WNEP.com | News, Weather & Sports from WNEP-TV — Proud to Serve Northeastern and Central Pennsylvania

Police Identify Wilkes-Barre Shooting Victim

A neighborhood in Wilkes-Barre is in mourning after the deadly shooting of a teenager Thursday night who was walking along a city street. Friends and family of ...

A neighborhood in Wilkes-Barre is in mourning after the deadly shooting of a teenager Thursday night who was walking along a city street.

Friends and family of 14-year-old Tyler Winstead simply want to know why an unarmed, 100 pound honor student who they said never got into trouble was taken away from them so suddenly, so violently.

Flowers, balloons and candles mark the spot on Hill Street in Wilkes-Barre where someone gunned down Tyler Winstead.

Police said the teen was walking home with a friend after playing basketball at a youth center earlier in the evening when someone shot him once in the chest. He died a short time later.

Winstead lived with his grandparents and his five brothers and sisters.

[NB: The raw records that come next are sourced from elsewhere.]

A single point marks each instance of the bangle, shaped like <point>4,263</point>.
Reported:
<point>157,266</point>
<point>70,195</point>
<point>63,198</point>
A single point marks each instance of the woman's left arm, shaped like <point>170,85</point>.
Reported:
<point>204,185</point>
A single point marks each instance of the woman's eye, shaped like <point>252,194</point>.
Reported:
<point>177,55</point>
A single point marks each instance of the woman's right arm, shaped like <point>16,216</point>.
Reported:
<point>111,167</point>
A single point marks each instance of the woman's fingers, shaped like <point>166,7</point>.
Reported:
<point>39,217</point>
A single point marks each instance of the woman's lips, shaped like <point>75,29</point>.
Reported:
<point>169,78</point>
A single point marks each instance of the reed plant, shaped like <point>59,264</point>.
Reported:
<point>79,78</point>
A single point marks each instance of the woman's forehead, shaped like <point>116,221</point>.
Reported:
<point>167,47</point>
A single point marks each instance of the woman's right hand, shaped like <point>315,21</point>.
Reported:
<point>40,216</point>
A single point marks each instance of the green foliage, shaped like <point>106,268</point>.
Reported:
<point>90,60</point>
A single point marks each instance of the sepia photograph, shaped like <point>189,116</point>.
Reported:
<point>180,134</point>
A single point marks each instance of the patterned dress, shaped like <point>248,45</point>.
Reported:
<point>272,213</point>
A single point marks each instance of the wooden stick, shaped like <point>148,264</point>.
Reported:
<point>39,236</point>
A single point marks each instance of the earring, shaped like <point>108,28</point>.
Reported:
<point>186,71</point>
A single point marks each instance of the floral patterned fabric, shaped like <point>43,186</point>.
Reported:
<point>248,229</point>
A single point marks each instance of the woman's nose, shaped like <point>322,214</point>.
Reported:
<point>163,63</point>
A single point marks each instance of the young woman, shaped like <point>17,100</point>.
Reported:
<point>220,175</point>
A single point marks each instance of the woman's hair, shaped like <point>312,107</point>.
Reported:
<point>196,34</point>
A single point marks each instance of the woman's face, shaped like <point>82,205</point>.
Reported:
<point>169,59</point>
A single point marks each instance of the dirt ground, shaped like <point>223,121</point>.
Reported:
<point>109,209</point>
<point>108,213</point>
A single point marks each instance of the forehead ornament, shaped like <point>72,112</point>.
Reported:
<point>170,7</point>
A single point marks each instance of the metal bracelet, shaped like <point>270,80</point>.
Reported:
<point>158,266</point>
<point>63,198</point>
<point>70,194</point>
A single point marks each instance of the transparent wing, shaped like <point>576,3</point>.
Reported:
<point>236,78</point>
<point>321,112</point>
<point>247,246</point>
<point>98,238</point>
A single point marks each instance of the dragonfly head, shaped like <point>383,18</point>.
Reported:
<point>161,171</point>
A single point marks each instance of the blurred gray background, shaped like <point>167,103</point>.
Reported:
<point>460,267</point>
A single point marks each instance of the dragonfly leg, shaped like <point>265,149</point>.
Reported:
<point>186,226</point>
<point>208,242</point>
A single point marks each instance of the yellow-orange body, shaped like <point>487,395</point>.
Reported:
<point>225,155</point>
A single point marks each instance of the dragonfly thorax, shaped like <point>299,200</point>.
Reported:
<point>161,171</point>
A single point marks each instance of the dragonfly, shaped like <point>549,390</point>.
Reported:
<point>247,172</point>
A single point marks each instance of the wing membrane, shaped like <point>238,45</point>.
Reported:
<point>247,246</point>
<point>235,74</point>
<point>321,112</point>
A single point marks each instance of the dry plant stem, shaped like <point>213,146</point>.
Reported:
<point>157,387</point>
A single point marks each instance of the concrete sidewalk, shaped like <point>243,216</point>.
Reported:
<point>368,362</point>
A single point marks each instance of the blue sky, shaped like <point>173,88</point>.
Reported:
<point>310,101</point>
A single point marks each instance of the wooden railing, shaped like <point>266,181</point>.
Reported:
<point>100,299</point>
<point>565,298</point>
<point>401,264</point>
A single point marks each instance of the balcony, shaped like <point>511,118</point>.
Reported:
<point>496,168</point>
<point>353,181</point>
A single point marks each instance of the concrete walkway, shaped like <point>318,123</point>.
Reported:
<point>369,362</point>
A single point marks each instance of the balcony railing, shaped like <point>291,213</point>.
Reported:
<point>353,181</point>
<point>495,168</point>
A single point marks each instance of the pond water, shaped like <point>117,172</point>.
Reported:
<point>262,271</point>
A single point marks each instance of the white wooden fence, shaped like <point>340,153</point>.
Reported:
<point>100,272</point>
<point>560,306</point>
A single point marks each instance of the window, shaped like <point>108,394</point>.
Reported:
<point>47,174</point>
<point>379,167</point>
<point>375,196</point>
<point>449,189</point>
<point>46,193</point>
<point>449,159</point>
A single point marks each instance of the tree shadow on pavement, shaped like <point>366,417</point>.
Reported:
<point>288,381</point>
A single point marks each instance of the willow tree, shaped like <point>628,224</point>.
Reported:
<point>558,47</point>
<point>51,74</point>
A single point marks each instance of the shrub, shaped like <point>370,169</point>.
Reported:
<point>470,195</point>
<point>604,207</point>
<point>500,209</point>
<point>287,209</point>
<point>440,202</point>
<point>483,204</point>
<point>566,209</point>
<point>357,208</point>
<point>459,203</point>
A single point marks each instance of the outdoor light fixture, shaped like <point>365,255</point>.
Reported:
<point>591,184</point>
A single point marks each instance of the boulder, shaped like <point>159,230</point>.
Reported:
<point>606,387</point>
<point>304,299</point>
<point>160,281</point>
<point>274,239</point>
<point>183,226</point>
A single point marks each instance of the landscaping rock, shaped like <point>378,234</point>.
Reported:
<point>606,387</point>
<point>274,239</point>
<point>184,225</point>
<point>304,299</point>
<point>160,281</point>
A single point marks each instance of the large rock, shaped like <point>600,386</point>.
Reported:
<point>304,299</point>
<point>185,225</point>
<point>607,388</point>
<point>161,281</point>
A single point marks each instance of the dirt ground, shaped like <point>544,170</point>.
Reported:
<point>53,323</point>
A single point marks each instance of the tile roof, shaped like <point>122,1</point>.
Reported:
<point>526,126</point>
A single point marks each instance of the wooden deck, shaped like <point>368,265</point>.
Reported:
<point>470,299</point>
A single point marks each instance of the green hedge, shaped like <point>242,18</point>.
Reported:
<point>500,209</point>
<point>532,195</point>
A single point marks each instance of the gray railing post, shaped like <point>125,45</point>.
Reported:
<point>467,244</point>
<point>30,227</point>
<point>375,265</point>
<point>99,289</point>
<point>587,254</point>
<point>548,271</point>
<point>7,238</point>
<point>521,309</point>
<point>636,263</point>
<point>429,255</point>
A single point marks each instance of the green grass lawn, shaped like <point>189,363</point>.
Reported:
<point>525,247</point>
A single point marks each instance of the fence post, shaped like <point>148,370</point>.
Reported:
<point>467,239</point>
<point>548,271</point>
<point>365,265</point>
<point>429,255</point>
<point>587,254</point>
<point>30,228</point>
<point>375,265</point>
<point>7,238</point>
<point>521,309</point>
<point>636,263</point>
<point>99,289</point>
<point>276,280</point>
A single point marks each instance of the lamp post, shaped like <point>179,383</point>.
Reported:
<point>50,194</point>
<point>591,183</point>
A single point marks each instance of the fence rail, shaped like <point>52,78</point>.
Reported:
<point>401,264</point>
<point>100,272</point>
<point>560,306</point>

"Good kid, there's nothing else I can say. He was a good kid, period.  He wasn't hanging on the street. He wasn't. He wasn't," said grandmother Carol Golden. "The friend that he was with, the cops told him to leave town, to go away for a while, to lay low because he say the guy that shot him so they are afraid they are going to come back for him."

Newswatch 16 asked police if they actually wanted Winstead's friend, but they would not comment.

The boy's friends and family members said he never got into trouble, made the honor roll at GAR Junior High School, sang in a church choir and loved playing basketball and video games.

"I was shocked, I was shocked, normally I would be looking out of my window. I live right here, right in front of him and I'm always in that window and for some reason, I wasn't in the window that night. The strange part if both of my windows are open, I didn't hear no shots, I look immediatly out of the window, I didn't see anything. nothing, nothing, it was quiet," said Annie Bryant of Wilkes-Barre.

Miguel Diaz lives only a few feet from where Tyler collapsed on the street.

"He was playing basketball with the kids over there yesterday. He was happy and today he's history, you know?" Diaz said.

Neighbor Glenn Thomas called Winstead a good kid who never started trouble.  "I can't believe it.  I am in shock still. I can't believe it.  It's this close to home.  A lot of people say you never expect things like this where you live at and this is the quietest street in Wilkes-Barre," Thomas said.

Miriam Luciano's son was friends with Winstead. She said the violence needs to end.

"It doesn't matter if you're black or white or Hispanic or Puerto Rican or American African, doesn't matter. Everybody's the same. God made one for everybody. One for everybody," Luciano said. "These kids are going, I just don't understand why this is happening.  We need to stop this violence. We need to stop giving guns to kids. We have to do something about this."

Police are still looking for a maroon colored older model Ford Taurus. They believe the shooter is a black male, about 5' 10", with a light beard.

Police are still not saying what may have led to the deadly shooting.

Many young people who went to school with Tyler Winstead in that neighborhood said they too afraid to comment about his death and are hoping for a quick arrest.

Anyone with information about the deadly shooting is asked to contact the Wilkes-Barre Police Department.